Let's think about a specific example of a notion within the overton window - say the notorious 'household analogy' in finance and economics - the idea that a national economy is like a household budget - and all the implied conceptions, such as that 'the national debt' is a bad thing, rather than more like savings deposits in banks, which are usually regarded as a good thing, or that government injection of funds into, say, education and health, is a 'cost' rather than an investment that enables the whole national economy to work smoothly.

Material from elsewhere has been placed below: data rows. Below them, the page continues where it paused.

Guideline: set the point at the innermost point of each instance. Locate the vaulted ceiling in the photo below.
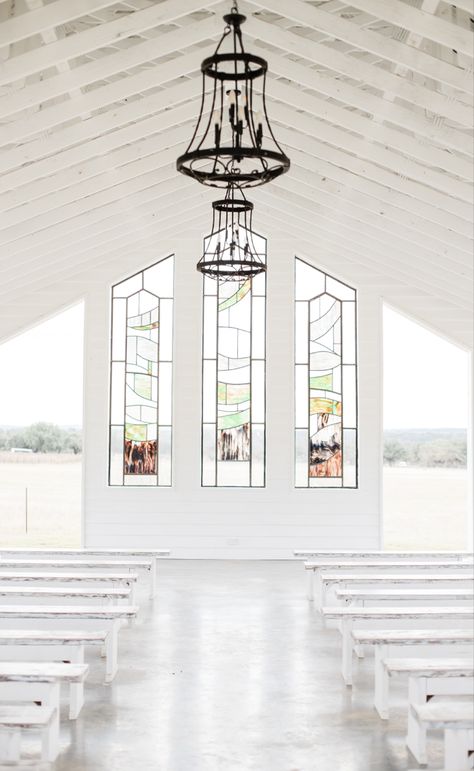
(372, 102)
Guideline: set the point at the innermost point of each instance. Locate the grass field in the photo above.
(424, 508)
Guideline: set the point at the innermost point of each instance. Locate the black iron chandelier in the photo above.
(233, 142)
(230, 251)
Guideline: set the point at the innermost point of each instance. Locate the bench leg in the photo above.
(50, 741)
(310, 585)
(456, 750)
(346, 629)
(416, 734)
(76, 700)
(10, 745)
(111, 646)
(152, 581)
(381, 689)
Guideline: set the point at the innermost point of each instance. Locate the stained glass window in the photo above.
(141, 377)
(325, 380)
(233, 397)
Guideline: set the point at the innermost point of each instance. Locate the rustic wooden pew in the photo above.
(35, 681)
(329, 581)
(364, 597)
(15, 719)
(390, 643)
(46, 593)
(315, 569)
(89, 617)
(82, 566)
(155, 555)
(398, 617)
(456, 719)
(429, 677)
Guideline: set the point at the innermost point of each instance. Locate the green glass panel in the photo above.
(233, 394)
(323, 382)
(143, 386)
(135, 431)
(236, 297)
(234, 419)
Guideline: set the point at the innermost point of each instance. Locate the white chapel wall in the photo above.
(236, 523)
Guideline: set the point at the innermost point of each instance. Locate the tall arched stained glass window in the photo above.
(141, 377)
(233, 395)
(325, 380)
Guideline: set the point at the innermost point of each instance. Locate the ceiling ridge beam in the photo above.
(104, 34)
(107, 66)
(364, 39)
(349, 66)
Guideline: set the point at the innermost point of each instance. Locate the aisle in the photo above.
(232, 670)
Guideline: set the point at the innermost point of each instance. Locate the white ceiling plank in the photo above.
(301, 182)
(102, 35)
(341, 245)
(372, 131)
(420, 22)
(133, 225)
(107, 66)
(353, 163)
(432, 271)
(358, 69)
(51, 187)
(35, 22)
(386, 48)
(65, 138)
(90, 223)
(335, 166)
(61, 113)
(381, 108)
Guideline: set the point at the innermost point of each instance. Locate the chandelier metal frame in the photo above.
(233, 142)
(230, 253)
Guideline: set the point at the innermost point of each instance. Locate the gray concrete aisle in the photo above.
(231, 669)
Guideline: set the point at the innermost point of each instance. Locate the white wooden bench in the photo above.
(42, 645)
(456, 719)
(329, 581)
(90, 617)
(314, 569)
(428, 678)
(82, 566)
(46, 593)
(38, 681)
(128, 555)
(361, 597)
(15, 719)
(382, 554)
(400, 617)
(389, 643)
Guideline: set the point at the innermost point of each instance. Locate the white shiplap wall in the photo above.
(242, 523)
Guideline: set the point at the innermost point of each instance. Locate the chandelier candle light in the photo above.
(230, 253)
(233, 142)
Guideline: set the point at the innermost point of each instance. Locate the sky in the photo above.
(420, 370)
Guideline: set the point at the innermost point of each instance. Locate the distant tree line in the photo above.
(441, 452)
(42, 437)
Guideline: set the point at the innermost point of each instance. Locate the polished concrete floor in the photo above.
(231, 669)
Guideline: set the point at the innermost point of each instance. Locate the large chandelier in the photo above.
(231, 252)
(233, 142)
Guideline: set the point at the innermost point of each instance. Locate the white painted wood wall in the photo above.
(232, 523)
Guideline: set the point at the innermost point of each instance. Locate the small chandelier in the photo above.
(231, 253)
(233, 142)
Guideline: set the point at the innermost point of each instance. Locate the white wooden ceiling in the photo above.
(372, 102)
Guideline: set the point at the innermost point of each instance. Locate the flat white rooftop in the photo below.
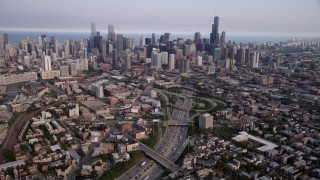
(244, 136)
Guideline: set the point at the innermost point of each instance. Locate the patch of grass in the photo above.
(187, 150)
(153, 138)
(9, 155)
(225, 133)
(120, 168)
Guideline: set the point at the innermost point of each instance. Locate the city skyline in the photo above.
(238, 18)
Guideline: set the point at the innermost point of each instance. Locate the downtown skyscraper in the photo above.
(111, 33)
(214, 35)
(93, 29)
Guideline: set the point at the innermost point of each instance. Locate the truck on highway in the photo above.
(143, 163)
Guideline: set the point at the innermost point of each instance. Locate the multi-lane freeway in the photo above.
(169, 146)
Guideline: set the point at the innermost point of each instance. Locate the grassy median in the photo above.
(121, 167)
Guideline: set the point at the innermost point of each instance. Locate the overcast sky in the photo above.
(257, 17)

This notion is plainly all wrong, but so embedded in the way issues like the 'national debt' or government 'expenditure' are presented - embedded in these very terms - that it has the force of 'common sense'. It's well-known that, say, the BBC, is always simplistically propagating this, to such an extent that dozens of the world's leading economists wrote to complain about Laura Kuenssberg saying that the UK 'maxed out' its credit card. But the question is whether, outside (admittedly) a few specialist, academic finance and economics offerings, internet or other diverse media really challenge blatant deceptions like the household analogy ?

@GeofCox @AndyDearden @KimSJ @Jeffrey @BylinesNetwork

When people tap about the dangers of financial illiteracy, and focus on budgeting or understanding interest rates' relation to risk... they, as you right suggest, completely miss the much bigger problem - the widespread reduction of macroeconomics into the household analogy. Until this is properly;y debunked our political economy all alway be ruled by charlatans.

@BylinesNetwork @GeofCox @KimSJ @AndyDearden @ChrisMayLA6 I agree this, but the window is a notional description of acceptable discourse not a mechanism for setting such discourse. I think the forces shaping public perception are engaged in defining the window. Occasionally, these forces are not restricted to elites and media which is why, perhaps, another window has appeared. MMT may become more discussed.
@GeofCox @ChrisMayLA6 @KimSJ @Jeffrey @BylinesNetwork Is this about the location of boundaries to the overton window, or is this about repeating conventional wisdom(s) as a means of policing those boundaries?